Today the BioIndustry Association launched our report on Citizen’s Innovation Funds (CIFs). We believe that CIFs have the potential to raise hundreds of millions of pounds which will help innovative companies – across all sectors – to survive the much discussed “valley of death” to support innovation in the UK and to ensure UK science is developed here.

What have we proposed?

We have proposed that the UK government introduce CIFs, a tax-advantaged investment scheme providing, for the first time, an opportunity for the general public to invest in innovative UK companies. By introducing such a scheme the government would become an enabler, rather than a provider, of much needed investment in innovative companies.

Our CIF concept is based on the hugely successful French fonds communs de placements dans l’innovation (FCPI) scheme and as such it would broadly replicate a scheme which has already been shown to work. To date, the French scheme has raised more than €6 billion from the French public which has been invested in more than 1000 companies.

The introduction of a similar scheme in the UK would capture the crowdfunding mood of the British public and provide a practical way of unlocking their patriotic potential by investing in the innovative businesses which are essential for our nation’s economic future. In our report we estimate that £300 million of investment could be unlocked a year from the scheme creating over 1500 new jobs in the knowledge economy.

Why are CIFs needed?

Many innovative companies in the UK face an ongoing challenge of identifying where their next funding round will come from. These companies are often sold at the earliest opportunity, rarely maximising the potential for development and denying investors the best return on their capital. This leaves commentators bemoaning the lack of a “British Google”, a “British Apple” or a “British Amgen”.

There are numerous government reports which highlight the value of innovative sectors to UK growth and we are fortunate to be world leaders in a number of sectors. However, lack of capital is having an effect on the number of products and technologies that are being commercialised here. In biosciences, for example, there are examples of companies being forced to relocate due to lack of funding. We are losing British science overseas and as a result the UK does not reap the benefits in terms of employment and tax revenues. Clearly when this is happening and we are unable to translate our world leading science due to lack of funds the government needs to get involved.

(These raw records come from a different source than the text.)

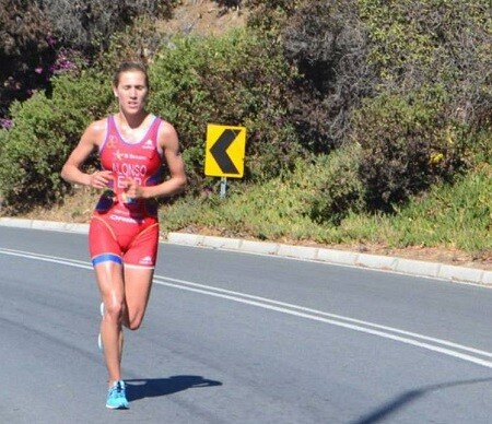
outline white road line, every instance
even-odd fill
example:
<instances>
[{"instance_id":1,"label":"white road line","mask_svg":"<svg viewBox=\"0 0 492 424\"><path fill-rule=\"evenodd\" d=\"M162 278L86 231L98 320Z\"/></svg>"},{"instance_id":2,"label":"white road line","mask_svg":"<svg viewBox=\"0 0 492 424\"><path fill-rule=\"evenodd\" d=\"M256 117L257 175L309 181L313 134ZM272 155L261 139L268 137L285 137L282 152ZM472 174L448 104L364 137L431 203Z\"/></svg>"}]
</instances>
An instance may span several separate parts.
<instances>
[{"instance_id":1,"label":"white road line","mask_svg":"<svg viewBox=\"0 0 492 424\"><path fill-rule=\"evenodd\" d=\"M74 259L59 258L54 256L39 255L21 250L2 249L2 248L0 248L0 255L16 256L26 259L34 259L39 261L92 270L92 266L89 262L83 262ZM307 318L314 321L325 322L336 327L363 332L366 334L377 335L384 339L389 339L405 344L426 349L429 351L438 352L447 356L452 356L488 368L492 368L491 361L478 357L478 356L492 357L491 352L465 346L462 344L454 343L447 340L435 339L427 335L400 330L394 327L380 326L370 321L363 321L350 317L324 313L323 310L311 309L303 306L269 299L266 297L254 296L245 293L213 287L204 284L198 284L186 280L178 280L162 275L155 275L154 283L173 288L185 290L188 292L238 302L246 305L257 306L263 309L274 310L278 313L288 314L300 318ZM453 348L454 350L448 348ZM472 356L472 354L478 356Z\"/></svg>"}]
</instances>

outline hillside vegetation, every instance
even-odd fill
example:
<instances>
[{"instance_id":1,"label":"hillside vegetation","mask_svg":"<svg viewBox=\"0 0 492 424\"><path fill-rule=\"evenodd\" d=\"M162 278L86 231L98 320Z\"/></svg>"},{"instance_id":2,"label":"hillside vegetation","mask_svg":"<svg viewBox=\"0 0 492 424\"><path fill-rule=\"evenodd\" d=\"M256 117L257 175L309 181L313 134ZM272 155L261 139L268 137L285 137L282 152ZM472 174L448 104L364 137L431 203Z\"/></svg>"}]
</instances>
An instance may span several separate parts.
<instances>
[{"instance_id":1,"label":"hillside vegetation","mask_svg":"<svg viewBox=\"0 0 492 424\"><path fill-rule=\"evenodd\" d=\"M59 36L52 60L62 55L65 66L3 116L3 214L89 219L96 193L67 186L59 170L83 128L115 110L112 70L133 58L149 66L149 109L178 129L190 179L184 196L162 202L164 235L440 249L447 260L492 262L487 2L164 3L159 21L122 2L121 22L92 16L93 38L82 30ZM186 25L184 8L192 7L202 9ZM163 21L173 13L179 24ZM245 24L194 31L223 16ZM45 17L55 33L63 27ZM105 45L96 43L102 34ZM211 122L247 128L245 177L229 179L225 199L219 179L203 175Z\"/></svg>"}]
</instances>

In December 2011, the UK government published an Innovation and Research Strategy for Growth and a Strategy for UK Life Sciences. Both documents identified the challenges of translating research into commercial application, particularly due to a lack of funding – the so-called “valley of death”.

The BIA has spoken to government, representative of other innovative sectors, banks, venture capital fund managers and other stakeholders about CIFs and met with a uniformly positive response from all the interested parties.

We feel that the report we have published today answers their questions and we look forward to working with them to bring this proposal to fruition. Most new legislative proposals presented to government are modelled on estimates; however our CIF proposal is based on more than 10 years of data from the French FCPI scheme.

Did the FCPI scheme work?

The data from the French scheme suggests that the FCPI funds have been good news for innovative companies in France. Compared to their non-FCPI-backed peers, FCPI-backed companies:

  • file three times as many patent applications
  • show faster growth in revenues
  • increase exports quicker
  • employ more people

Not only did the FCPI scheme help support a new generation of innovative French companies but it also engaged the population with those companies and, with the tax advantages taken into account, FCPIs have produced positive returns for investors.

How would the CIF scheme work?

The BIA has proposed that CIFs would be easily available through high street banks, Independent Financial Advisors or other regulated distributors and represent an opportunity for the general public to engage with the innovation economy. Investors would be able to invest up to £15,000 each year and would receive an income tax break upon investment and a capital gains tax break on any returns.

The CIF funds would be run by FSA-licensed fund managers, who would invest at least 60% of the fund in innovative companies and the remaining 40% freely, e.g. in bonds, stocks etc. We have proposed that CIF investors must hold their investment for five years (except in some specified circumstances e.g. death) for the tax break to remain valid and to ensure the right balance is met between the investor and the need to support companies.

Conclusion

The BIA is not asking government to give a hand out to innovative companies. We are asking them to give innovative companies a hand up by introducing Citizens’ Innovation Funds. This will enable the crowdfunding of a new generation of companies and speed the commercialisation of their innovative products and services.